Com a aprovação na CCJ, o texto ainda não passa a valer como lei. A proposta seguirá agora para análise de uma comissão especial e, posteriormente, precisará ser votada em dois turnos no plenário da Câmara dos Deputados. Por se tratar de uma alteração constitucional, a tramitação ainda exige novas etapas no Congresso Nacional.
A aprovação do parecer do relator, deputado Coronel Assis (PL-MT), ocorreu após mais de duas horas de debate. O parlamentar defendeu que a mudança é juridicamente possível e afirmou que a proposta não violaria cláusulas pétreas da Constituição nem tratados internacionais.
A posição foi contestada por parlamentares contrários à PEC. O deputado Tadeu Veneri (PT-PR) argumentou que os direitos de crianças e adolescentes são protegidos como cláusula pétrea e, por isso, não poderiam ser alterados por emenda constitucional. Ele também afirmou que, caso a proposta avance no Congresso, poderá ser questionada no Supremo Tribunal Federal (STF).
A deputada Sâmia Bonfim (PSOL-SP) também criticou a proposta e afirmou que a redução da maioridade penal não resolveria os problemas da segurança pública. Parlamentares contrários ao texto defenderam que o debate deveria considerar os efeitos da medida sobre o sistema prisional, o sistema socioeducativo e o possível aliciamento de jovens pelo crime organizado.
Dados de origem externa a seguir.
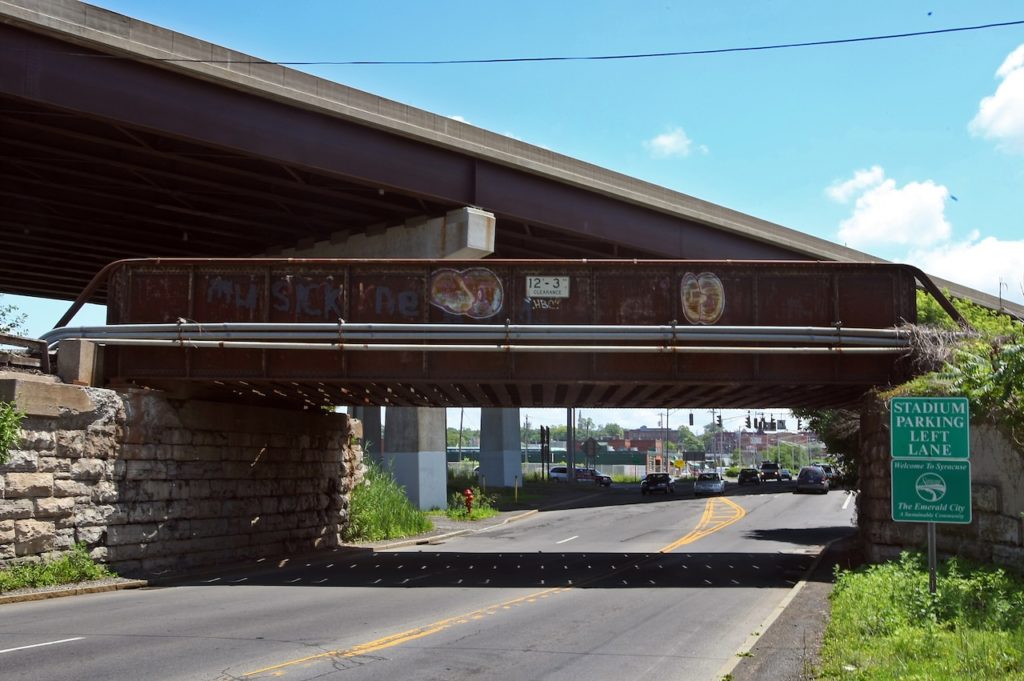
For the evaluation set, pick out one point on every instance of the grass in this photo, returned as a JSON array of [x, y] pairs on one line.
[[380, 510], [485, 504], [74, 566], [885, 624]]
Já deputados favoráveis à PEC defenderam que a proposta representa uma resposta ao aumento da violência e ao sentimento de impunidade. O deputado Mendonça Filho afirmou que o tema deveria ser levado a consulta popular e reconheceu que a medida, isoladamente, não resolveria todos os problemas da segurança pública, mas poderia contribuir no enfrentamento ao crime.
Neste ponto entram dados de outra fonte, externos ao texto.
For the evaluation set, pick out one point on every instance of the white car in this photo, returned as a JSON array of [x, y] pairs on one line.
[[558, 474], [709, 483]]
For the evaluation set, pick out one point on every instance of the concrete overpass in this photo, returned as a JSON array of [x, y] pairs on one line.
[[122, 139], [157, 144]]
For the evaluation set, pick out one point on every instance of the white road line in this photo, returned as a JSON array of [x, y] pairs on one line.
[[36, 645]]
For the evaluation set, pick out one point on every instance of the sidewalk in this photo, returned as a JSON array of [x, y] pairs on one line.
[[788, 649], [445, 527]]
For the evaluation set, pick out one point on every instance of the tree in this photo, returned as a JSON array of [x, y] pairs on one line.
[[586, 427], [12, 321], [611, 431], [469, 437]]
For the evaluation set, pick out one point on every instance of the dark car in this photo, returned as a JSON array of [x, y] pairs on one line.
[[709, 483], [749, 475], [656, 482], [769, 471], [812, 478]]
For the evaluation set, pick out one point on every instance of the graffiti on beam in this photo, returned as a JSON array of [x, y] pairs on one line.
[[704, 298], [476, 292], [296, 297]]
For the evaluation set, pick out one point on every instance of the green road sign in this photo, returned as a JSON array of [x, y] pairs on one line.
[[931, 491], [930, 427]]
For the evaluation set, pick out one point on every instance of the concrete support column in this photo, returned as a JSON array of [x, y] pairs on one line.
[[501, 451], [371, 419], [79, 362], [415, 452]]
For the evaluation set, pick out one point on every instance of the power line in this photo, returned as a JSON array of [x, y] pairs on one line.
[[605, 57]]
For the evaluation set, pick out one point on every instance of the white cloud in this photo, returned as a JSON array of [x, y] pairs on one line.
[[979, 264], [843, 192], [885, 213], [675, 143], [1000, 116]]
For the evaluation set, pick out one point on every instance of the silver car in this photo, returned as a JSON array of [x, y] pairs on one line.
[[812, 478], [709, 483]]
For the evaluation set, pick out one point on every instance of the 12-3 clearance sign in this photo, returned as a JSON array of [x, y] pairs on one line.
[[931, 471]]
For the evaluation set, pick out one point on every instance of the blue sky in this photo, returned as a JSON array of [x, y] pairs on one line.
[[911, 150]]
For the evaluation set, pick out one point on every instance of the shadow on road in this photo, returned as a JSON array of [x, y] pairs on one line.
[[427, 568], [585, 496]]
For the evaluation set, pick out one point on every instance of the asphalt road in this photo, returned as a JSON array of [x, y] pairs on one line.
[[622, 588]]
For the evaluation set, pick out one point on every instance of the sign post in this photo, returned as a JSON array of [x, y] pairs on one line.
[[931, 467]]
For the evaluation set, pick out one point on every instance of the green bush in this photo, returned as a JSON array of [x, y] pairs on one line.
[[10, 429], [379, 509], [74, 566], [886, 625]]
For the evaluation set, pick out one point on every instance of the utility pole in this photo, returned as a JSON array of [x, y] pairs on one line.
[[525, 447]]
O deputado Rodrigo de Castro (União-MG) também apoiou a aprovação e afirmou que a proposta representa um recado contra a impunidade, embora tenha criticado a politização do debate.
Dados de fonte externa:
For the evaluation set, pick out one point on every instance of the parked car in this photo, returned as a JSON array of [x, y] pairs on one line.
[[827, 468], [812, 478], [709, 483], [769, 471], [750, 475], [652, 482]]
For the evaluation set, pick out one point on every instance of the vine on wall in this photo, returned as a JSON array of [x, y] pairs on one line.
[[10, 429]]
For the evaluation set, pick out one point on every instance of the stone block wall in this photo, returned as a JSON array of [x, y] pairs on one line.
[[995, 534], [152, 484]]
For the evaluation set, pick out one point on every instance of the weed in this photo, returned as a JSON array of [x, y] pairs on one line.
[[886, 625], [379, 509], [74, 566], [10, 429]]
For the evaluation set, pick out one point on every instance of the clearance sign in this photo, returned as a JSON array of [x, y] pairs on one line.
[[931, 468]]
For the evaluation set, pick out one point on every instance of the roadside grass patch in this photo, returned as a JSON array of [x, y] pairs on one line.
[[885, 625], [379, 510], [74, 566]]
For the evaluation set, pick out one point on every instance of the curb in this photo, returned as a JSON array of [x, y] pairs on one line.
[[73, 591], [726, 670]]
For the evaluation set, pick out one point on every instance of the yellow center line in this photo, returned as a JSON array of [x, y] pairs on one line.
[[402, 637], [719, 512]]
Por outro lado, o deputado Otoni de Paula (PSD-RJ) demonstrou preocupação com eventuais efeitos da mudança, especialmente quanto ao risco de jovens serem aliciados mais cedo por facções criminosas.
Com a aprovação na CCJ, a PEC ainda terá um longo caminho de tramitação. Para avançar, precisará ser analisada por uma comissão especial e aprovada no plenário da Câmara em dois turnos antes de seguir para as próximas etapas no Congresso.